Twee jaar geleden kreeg ik voor het eerst een uitnodiging van de dokter. Dat was schrikken. Zo oud ben ik toch nog niet? Ik heb de uitnodiging afgeslagen met een vriendelijke bedankje aan zijn assistente. Die winter sloeg het virus meedogenloos toe en heb ik er een stuk of vier doosjes Antigrippine doorheen moeten jassen om een beetje op de been te blijven.  Vorig jaar leek het mij beter om nog een keer over te slaan, omdat de griepprik vlak voor een serieuze operatie gegeven zou worden. Drie weken geleden was het dan toch zover.

Samen met een heleboel oudjes meld ik mij bij de huisartsenpost voor de prik. Twee prikken zelfs. “De gRiepprik altijd Rechts” zegt de dokter.  “Die tegen pneumokokken gaat in de andere arm. Zo weten we door welk serum eventuele bijwerkingen ontstaan.” Ter geruststelling voegt de vriendelijke dokter eraan toe dat de kans hierop heel erg klein is. Maar toch…. De volgende ochtend zijn de poppen al meteen aan het dansen. Twee paracetamolletjes tegen de hoofdpijn helpen mij de dag door. Als ik na een lange dag werken thuis kom, ligt er een brief van het Ministerie van Volksgezondheid op de mat. Zijn het excuses? Is het een schadevergoeding? Niets van dat alles. Het is een uitnodiging voor nog een prik. De Coronapirk deze keer. Nou dat denk ik toch niet. De brief gaat op de stapel met nutteloze reclamefolders.
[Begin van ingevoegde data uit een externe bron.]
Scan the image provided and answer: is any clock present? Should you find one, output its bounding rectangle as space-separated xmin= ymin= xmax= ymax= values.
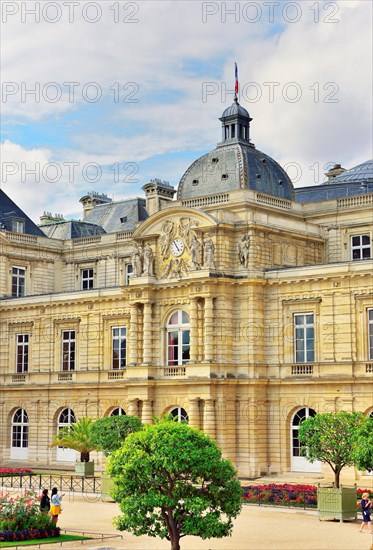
xmin=171 ymin=239 xmax=184 ymax=256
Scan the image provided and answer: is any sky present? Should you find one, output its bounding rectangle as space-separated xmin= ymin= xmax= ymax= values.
xmin=0 ymin=0 xmax=373 ymax=222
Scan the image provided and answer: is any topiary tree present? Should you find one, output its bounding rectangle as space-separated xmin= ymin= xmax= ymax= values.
xmin=299 ymin=411 xmax=363 ymax=488
xmin=352 ymin=416 xmax=373 ymax=472
xmin=108 ymin=421 xmax=242 ymax=550
xmin=51 ymin=417 xmax=95 ymax=462
xmin=92 ymin=414 xmax=142 ymax=456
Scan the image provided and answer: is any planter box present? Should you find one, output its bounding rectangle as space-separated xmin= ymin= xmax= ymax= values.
xmin=101 ymin=472 xmax=115 ymax=502
xmin=317 ymin=485 xmax=357 ymax=522
xmin=75 ymin=462 xmax=95 ymax=477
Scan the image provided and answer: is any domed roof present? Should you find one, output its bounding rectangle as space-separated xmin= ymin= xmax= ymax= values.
xmin=177 ymin=142 xmax=294 ymax=200
xmin=220 ymin=102 xmax=251 ymax=120
xmin=327 ymin=159 xmax=373 ymax=185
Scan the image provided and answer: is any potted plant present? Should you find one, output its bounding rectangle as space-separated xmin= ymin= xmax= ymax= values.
xmin=92 ymin=415 xmax=142 ymax=501
xmin=299 ymin=411 xmax=363 ymax=521
xmin=52 ymin=417 xmax=95 ymax=477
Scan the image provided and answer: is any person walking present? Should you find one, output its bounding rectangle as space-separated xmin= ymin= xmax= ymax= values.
xmin=40 ymin=489 xmax=51 ymax=514
xmin=359 ymin=493 xmax=373 ymax=535
xmin=51 ymin=487 xmax=65 ymax=525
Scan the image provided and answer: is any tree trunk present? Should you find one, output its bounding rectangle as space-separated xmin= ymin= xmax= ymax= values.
xmin=334 ymin=469 xmax=341 ymax=489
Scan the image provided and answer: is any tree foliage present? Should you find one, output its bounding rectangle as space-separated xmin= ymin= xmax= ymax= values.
xmin=52 ymin=417 xmax=95 ymax=462
xmin=299 ymin=411 xmax=363 ymax=487
xmin=352 ymin=416 xmax=373 ymax=471
xmin=92 ymin=415 xmax=142 ymax=456
xmin=109 ymin=421 xmax=242 ymax=550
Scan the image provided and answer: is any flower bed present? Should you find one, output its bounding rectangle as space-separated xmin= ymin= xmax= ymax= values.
xmin=243 ymin=483 xmax=317 ymax=508
xmin=0 ymin=491 xmax=60 ymax=542
xmin=0 ymin=468 xmax=32 ymax=475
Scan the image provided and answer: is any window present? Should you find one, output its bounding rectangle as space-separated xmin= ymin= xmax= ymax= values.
xmin=170 ymin=407 xmax=189 ymax=423
xmin=294 ymin=313 xmax=315 ymax=363
xmin=351 ymin=235 xmax=370 ymax=260
xmin=56 ymin=408 xmax=76 ymax=462
xmin=12 ymin=266 xmax=26 ymax=297
xmin=12 ymin=409 xmax=28 ymax=449
xmin=62 ymin=330 xmax=75 ymax=371
xmin=16 ymin=334 xmax=29 ymax=372
xmin=368 ymin=309 xmax=373 ymax=360
xmin=124 ymin=264 xmax=133 ymax=285
xmin=167 ymin=310 xmax=190 ymax=366
xmin=111 ymin=327 xmax=127 ymax=370
xmin=109 ymin=407 xmax=126 ymax=416
xmin=12 ymin=220 xmax=25 ymax=233
xmin=80 ymin=267 xmax=94 ymax=290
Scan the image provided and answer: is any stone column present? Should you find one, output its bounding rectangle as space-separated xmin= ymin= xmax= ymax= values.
xmin=143 ymin=302 xmax=153 ymax=363
xmin=204 ymin=297 xmax=214 ymax=361
xmin=141 ymin=399 xmax=153 ymax=424
xmin=128 ymin=304 xmax=138 ymax=365
xmin=203 ymin=399 xmax=216 ymax=439
xmin=188 ymin=398 xmax=201 ymax=428
xmin=189 ymin=298 xmax=198 ymax=361
xmin=127 ymin=399 xmax=139 ymax=416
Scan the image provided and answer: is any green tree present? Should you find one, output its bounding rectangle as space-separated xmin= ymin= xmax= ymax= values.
xmin=92 ymin=414 xmax=142 ymax=456
xmin=52 ymin=417 xmax=96 ymax=462
xmin=109 ymin=421 xmax=242 ymax=550
xmin=299 ymin=411 xmax=363 ymax=488
xmin=352 ymin=416 xmax=373 ymax=471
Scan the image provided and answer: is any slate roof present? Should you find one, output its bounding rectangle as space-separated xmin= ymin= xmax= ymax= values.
xmin=0 ymin=189 xmax=45 ymax=237
xmin=295 ymin=160 xmax=373 ymax=203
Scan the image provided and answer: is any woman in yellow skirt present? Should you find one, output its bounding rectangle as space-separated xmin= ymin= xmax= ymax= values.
xmin=50 ymin=487 xmax=65 ymax=525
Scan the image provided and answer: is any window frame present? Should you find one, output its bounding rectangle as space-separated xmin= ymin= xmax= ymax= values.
xmin=110 ymin=325 xmax=127 ymax=370
xmin=293 ymin=311 xmax=316 ymax=363
xmin=15 ymin=333 xmax=30 ymax=374
xmin=350 ymin=233 xmax=372 ymax=262
xmin=80 ymin=267 xmax=95 ymax=290
xmin=166 ymin=309 xmax=190 ymax=367
xmin=61 ymin=329 xmax=77 ymax=372
xmin=11 ymin=265 xmax=27 ymax=298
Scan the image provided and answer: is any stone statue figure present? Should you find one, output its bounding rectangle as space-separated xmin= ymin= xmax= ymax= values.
xmin=203 ymin=233 xmax=215 ymax=269
xmin=131 ymin=244 xmax=142 ymax=277
xmin=190 ymin=235 xmax=201 ymax=269
xmin=142 ymin=244 xmax=154 ymax=277
xmin=237 ymin=235 xmax=250 ymax=269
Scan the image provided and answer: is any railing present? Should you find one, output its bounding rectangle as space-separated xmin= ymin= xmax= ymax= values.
xmin=337 ymin=193 xmax=373 ymax=208
xmin=73 ymin=236 xmax=101 ymax=246
xmin=256 ymin=193 xmax=291 ymax=210
xmin=0 ymin=474 xmax=101 ymax=494
xmin=181 ymin=193 xmax=229 ymax=208
xmin=291 ymin=365 xmax=313 ymax=376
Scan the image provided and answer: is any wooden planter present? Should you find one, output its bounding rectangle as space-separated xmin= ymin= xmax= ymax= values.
xmin=317 ymin=484 xmax=357 ymax=522
xmin=75 ymin=461 xmax=95 ymax=477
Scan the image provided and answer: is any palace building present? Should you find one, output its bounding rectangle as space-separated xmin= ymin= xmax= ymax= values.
xmin=0 ymin=100 xmax=373 ymax=479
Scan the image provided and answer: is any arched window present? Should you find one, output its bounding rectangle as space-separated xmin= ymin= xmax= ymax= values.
xmin=170 ymin=407 xmax=189 ymax=423
xmin=167 ymin=310 xmax=190 ymax=366
xmin=291 ymin=407 xmax=321 ymax=472
xmin=56 ymin=408 xmax=76 ymax=462
xmin=109 ymin=407 xmax=126 ymax=416
xmin=11 ymin=409 xmax=28 ymax=459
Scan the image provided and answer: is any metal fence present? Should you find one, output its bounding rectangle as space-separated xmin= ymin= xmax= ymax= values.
xmin=0 ymin=473 xmax=101 ymax=494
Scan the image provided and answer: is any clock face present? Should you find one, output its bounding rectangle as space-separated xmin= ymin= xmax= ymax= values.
xmin=171 ymin=239 xmax=184 ymax=256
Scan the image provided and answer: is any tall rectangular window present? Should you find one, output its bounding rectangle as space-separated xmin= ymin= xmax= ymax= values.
xmin=81 ymin=268 xmax=94 ymax=290
xmin=124 ymin=264 xmax=133 ymax=285
xmin=16 ymin=334 xmax=29 ymax=372
xmin=62 ymin=330 xmax=76 ymax=371
xmin=351 ymin=235 xmax=370 ymax=260
xmin=368 ymin=309 xmax=373 ymax=360
xmin=12 ymin=266 xmax=26 ymax=297
xmin=294 ymin=313 xmax=315 ymax=363
xmin=111 ymin=327 xmax=127 ymax=370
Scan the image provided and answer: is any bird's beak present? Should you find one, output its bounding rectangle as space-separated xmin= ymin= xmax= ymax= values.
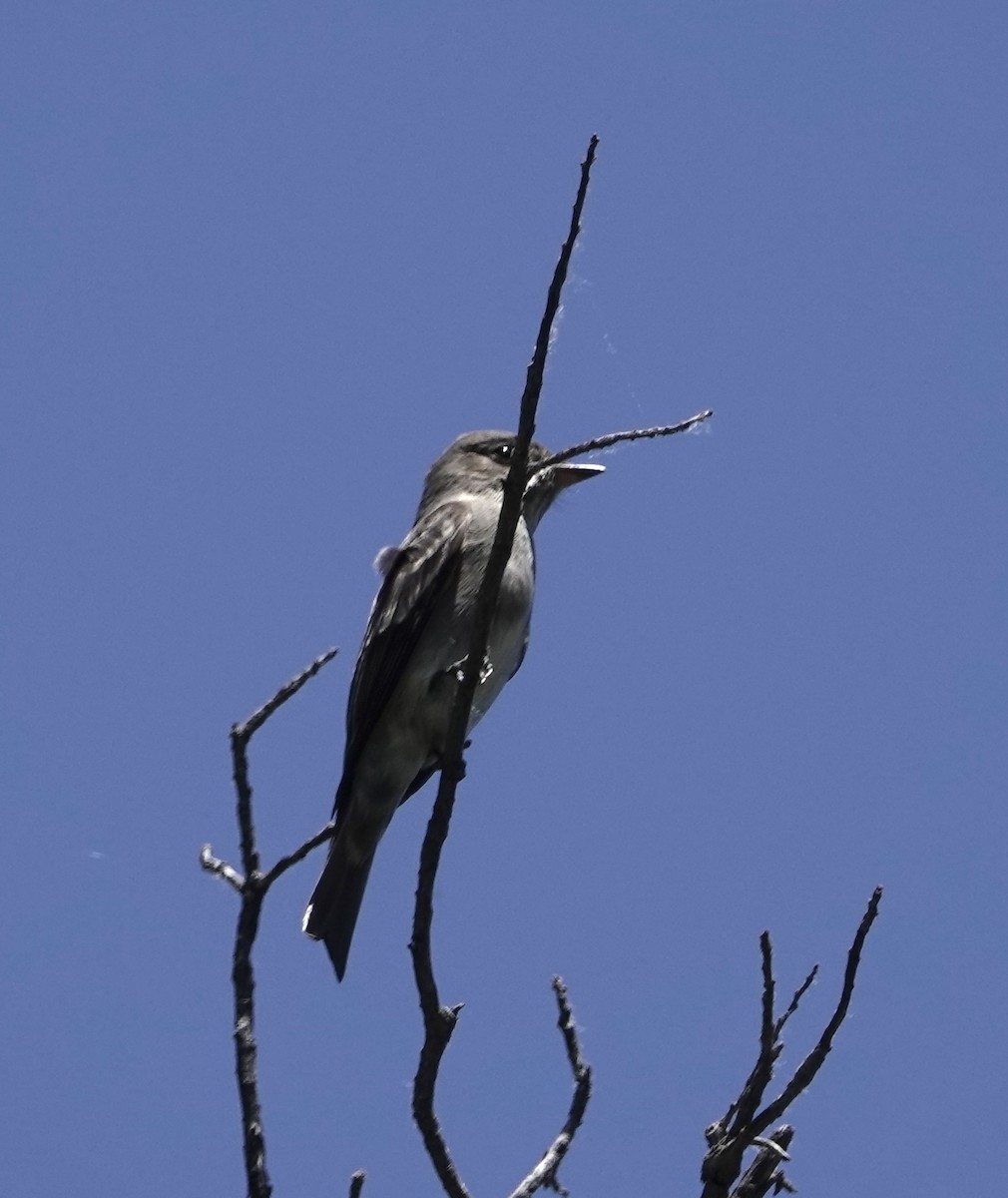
xmin=553 ymin=461 xmax=606 ymax=491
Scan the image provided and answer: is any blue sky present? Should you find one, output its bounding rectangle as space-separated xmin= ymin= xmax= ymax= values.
xmin=0 ymin=0 xmax=1008 ymax=1198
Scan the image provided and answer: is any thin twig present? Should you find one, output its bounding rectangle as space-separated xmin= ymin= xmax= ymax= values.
xmin=200 ymin=845 xmax=246 ymax=894
xmin=235 ymin=648 xmax=340 ymax=742
xmin=262 ymin=820 xmax=336 ymax=891
xmin=409 ymin=137 xmax=599 ymax=1198
xmin=510 ymin=977 xmax=592 ymax=1198
xmin=701 ymin=887 xmax=882 ymax=1198
xmin=540 ymin=408 xmax=714 ymax=469
xmin=732 ymin=1124 xmax=794 ymax=1198
xmin=754 ymin=887 xmax=882 ymax=1136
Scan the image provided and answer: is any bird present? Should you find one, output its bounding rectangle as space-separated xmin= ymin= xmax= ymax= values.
xmin=301 ymin=431 xmax=605 ymax=981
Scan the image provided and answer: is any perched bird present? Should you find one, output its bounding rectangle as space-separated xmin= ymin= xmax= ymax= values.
xmin=302 ymin=432 xmax=605 ymax=981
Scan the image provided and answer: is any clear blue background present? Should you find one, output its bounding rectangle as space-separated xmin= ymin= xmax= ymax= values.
xmin=0 ymin=0 xmax=1008 ymax=1198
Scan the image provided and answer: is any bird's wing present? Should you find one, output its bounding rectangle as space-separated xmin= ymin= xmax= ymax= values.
xmin=336 ymin=502 xmax=469 ymax=809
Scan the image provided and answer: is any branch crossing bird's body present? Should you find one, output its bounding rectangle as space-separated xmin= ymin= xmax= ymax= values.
xmin=297 ymin=432 xmax=602 ymax=978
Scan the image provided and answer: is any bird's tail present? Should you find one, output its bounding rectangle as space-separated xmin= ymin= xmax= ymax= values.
xmin=301 ymin=837 xmax=374 ymax=981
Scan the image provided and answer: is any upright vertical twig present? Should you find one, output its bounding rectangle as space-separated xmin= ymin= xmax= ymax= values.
xmin=200 ymin=649 xmax=336 ymax=1198
xmin=409 ymin=137 xmax=599 ymax=1198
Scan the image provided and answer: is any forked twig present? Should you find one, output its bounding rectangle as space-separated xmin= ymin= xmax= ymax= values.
xmin=200 ymin=649 xmax=342 ymax=1198
xmin=701 ymin=887 xmax=882 ymax=1198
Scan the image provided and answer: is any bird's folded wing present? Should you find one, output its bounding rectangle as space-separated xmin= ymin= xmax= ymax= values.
xmin=336 ymin=503 xmax=469 ymax=809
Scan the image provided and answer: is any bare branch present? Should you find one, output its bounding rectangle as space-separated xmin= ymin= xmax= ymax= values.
xmin=200 ymin=845 xmax=246 ymax=894
xmin=754 ymin=887 xmax=882 ymax=1134
xmin=540 ymin=408 xmax=714 ymax=468
xmin=233 ymin=648 xmax=340 ymax=743
xmin=701 ymin=887 xmax=882 ymax=1198
xmin=349 ymin=1169 xmax=367 ymax=1198
xmin=773 ymin=965 xmax=818 ymax=1037
xmin=262 ymin=820 xmax=336 ymax=891
xmin=732 ymin=1124 xmax=794 ymax=1198
xmin=510 ymin=977 xmax=592 ymax=1198
xmin=200 ymin=649 xmax=342 ymax=1198
xmin=409 ymin=137 xmax=599 ymax=1198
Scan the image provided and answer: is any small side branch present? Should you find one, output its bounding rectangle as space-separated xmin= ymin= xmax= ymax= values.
xmin=409 ymin=137 xmax=599 ymax=1198
xmin=510 ymin=977 xmax=592 ymax=1198
xmin=701 ymin=887 xmax=882 ymax=1198
xmin=542 ymin=408 xmax=714 ymax=466
xmin=200 ymin=649 xmax=339 ymax=1198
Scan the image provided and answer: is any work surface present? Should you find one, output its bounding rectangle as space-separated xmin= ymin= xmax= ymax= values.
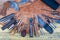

Twee weken na de griepprik krijg ik keelpijn en de volgende dag loopt het snot als een waterval mijn neus uit. Ik sleep mij door de dag en slik een stripje pillen weg. Gelukkig ben ik morgen vrij. De hele dag doe ik rustig aan. “Je moet je ziekmelden” adviseert mijn vrouw. “Gaat niet” werp ik tegen. “Ik ga vanavond vroeg naar bed en met een paar pillen op zak lukt het waarschijnlijk wel.” Zo geschiedde. En toen gebeurde er een wonder. Aan het eind van de derde dag voelde ik mij al een stuk beter. Zou dat het resultaat van die prik zijn? Ik ga toch nog maar eens op zoek naar de brief van het Ministerie.